Blastomycosis was first described in 1894 by Thomas C Gilchrist. Blastomycosis is a pyogranulomatous disease caused by Blastomyces dermatitidis, thermally dimorphic fungi that is endemic to certain regions of the United States, Canada, and can be found in several countries in Africa and in India [8]. In nature, Blastomyces exists in the mold form and is found in woodland areas with moist soil and decomposing organic matter, commonly found near bodies of freshwater [1,4]. The yeast form is found in tissue and characterized by broad-based budding with a prominent cell wall [1]. Infection is usually acquired via inhalation of B. dermatitidis conidia, though cases of direct inoculation have been described [4-6]. The clinical spectrum of disease can include asymptomatic infection, acute or chronic pneumonia, and disseminated disease [7]. In those patients who do become symptomatic, the incubation period ranges from 30 to 45 days. Although pulmonary infection is the most common disease manifestation, the most common extrapulmonary sites include skin, genitourinary, and bone and joint infections [7]. The presentation of osteoarticular blastomycosis can mimic osseous tumors and should be considered in the differential diagnosis.

The clinical presentation is sometimes indistinct from infection due to other dimorphic fungi, such as Histoplasma or Coccidioides, and can also be confused with tuberculosis, non-tuberculous mycobacteria, or malignancy. Consequently, a detailed history of travel and environmental exposures is essential to establish the differential diagnosis and guide the evaluation.

B. dermatitidis is endemic to the midwestern and southern regions of the United States, particularly in the Ohio and Mississippi River valleys and the Great Lakes region [1,2,5,9]. It is twice as common in men as in women, with overall incidence rates in the hyperendemic areas of the United States of America ranging from 0.5-100/100,000 [4]. As of 2019, in the United States, cases of blastomycosis are considered reportable diseases in only 5 states, including Arizona, Louisiana, Michigan, Minnesota, and Wisconsin, however, cases have been reported in 26 of the 50 states, including Missouri [8]. The true prevalence of B. dermatitidis world-wide has historically been difficult to determine given the dearth of sensitive and specific serologic and skin tests that are available, along with the lack of mandatory public health reporting. The endemic areas may in fact be larger than previously described [4,6].
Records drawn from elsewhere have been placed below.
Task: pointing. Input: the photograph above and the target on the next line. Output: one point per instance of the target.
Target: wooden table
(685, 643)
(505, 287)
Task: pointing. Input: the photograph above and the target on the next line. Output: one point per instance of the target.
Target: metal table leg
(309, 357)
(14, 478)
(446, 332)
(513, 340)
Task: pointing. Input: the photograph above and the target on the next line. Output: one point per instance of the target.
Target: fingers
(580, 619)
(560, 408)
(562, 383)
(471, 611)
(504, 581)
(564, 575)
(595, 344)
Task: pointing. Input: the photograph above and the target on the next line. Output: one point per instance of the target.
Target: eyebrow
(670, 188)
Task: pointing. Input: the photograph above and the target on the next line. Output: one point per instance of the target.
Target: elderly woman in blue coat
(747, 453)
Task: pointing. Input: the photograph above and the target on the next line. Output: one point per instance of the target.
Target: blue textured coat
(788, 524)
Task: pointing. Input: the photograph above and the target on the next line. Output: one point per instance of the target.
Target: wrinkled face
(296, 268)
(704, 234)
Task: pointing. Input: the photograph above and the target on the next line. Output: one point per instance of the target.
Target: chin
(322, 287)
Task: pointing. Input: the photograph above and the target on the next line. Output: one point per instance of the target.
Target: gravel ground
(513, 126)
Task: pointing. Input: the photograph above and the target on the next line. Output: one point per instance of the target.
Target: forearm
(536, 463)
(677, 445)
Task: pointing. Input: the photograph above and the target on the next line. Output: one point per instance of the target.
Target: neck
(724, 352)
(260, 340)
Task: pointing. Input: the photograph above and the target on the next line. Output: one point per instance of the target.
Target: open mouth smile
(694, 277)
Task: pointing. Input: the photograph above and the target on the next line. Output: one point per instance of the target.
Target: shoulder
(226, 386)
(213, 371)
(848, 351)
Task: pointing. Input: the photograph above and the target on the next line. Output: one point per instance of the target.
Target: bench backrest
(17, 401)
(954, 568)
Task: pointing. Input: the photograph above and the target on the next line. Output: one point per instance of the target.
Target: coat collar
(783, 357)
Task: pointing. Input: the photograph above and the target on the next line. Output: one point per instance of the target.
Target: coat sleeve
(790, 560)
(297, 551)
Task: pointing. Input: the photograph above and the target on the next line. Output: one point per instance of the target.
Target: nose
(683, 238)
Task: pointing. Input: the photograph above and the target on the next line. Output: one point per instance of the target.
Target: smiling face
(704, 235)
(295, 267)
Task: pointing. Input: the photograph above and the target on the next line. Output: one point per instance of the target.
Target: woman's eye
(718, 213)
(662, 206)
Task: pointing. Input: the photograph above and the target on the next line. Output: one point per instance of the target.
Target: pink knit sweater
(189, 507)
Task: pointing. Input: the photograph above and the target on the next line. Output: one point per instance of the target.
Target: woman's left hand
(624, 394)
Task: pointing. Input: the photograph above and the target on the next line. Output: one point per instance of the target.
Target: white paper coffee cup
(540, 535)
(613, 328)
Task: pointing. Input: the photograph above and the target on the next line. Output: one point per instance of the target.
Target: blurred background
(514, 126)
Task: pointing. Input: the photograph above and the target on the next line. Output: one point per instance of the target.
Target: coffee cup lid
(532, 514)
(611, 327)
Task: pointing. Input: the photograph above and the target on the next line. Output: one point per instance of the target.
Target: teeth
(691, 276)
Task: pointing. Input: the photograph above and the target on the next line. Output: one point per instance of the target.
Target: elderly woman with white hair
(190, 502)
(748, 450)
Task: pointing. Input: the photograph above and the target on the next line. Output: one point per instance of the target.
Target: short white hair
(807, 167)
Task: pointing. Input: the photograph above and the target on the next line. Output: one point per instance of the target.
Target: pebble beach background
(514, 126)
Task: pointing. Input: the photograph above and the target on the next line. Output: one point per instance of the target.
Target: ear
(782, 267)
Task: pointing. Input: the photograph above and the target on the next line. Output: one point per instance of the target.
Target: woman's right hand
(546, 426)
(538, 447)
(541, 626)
Our patient underwent surgical debridement of bone and soft tissue from the right femoral lesion, and tissue was submitted for culture and histopathological analysis, combined with serological evaluation. The diagnosis of B. dermatitidisis best achieved by culture from a clinical specimen, but can also be accomplished by direct microscopy. B. dermatitidis can be readily seen on Hematoxylin and Eosin stain (H&E), Periodic Acid-Schiff (PAS), GömörimethenamineSilver Nitrate (GMS), and Fontana-Masson stains. Mucicarmine stain is considered selective for Cryptococcus neoformans due to the strong uptake by its capsule; however, B. dermatitidis cell walls can stain weakly positive and confound the diagnosis [3]. Additional diagnostics include serum antibody and serum and urine antigen testing, but there can be some cross reactivity with other dimorphic fungi, in particular Histoplasma capsulatum, as was demonstrated in our case. Crossreactivity of B. dermatitidis antigen with Histoplasma antigen testing is present in 64% to 90% of cases [10-13]. This cross reactivity makes diagnosis difficult given that the areas of endemicity for B. dermatitidis and H. capsulatum have a significant overlap. Therefore, culture of B. dermatitidis remains the most specific method for diagnosis. Growth in culture is typically detected in 10-14 days, although some strains can be slower and can take up to 6 weeks.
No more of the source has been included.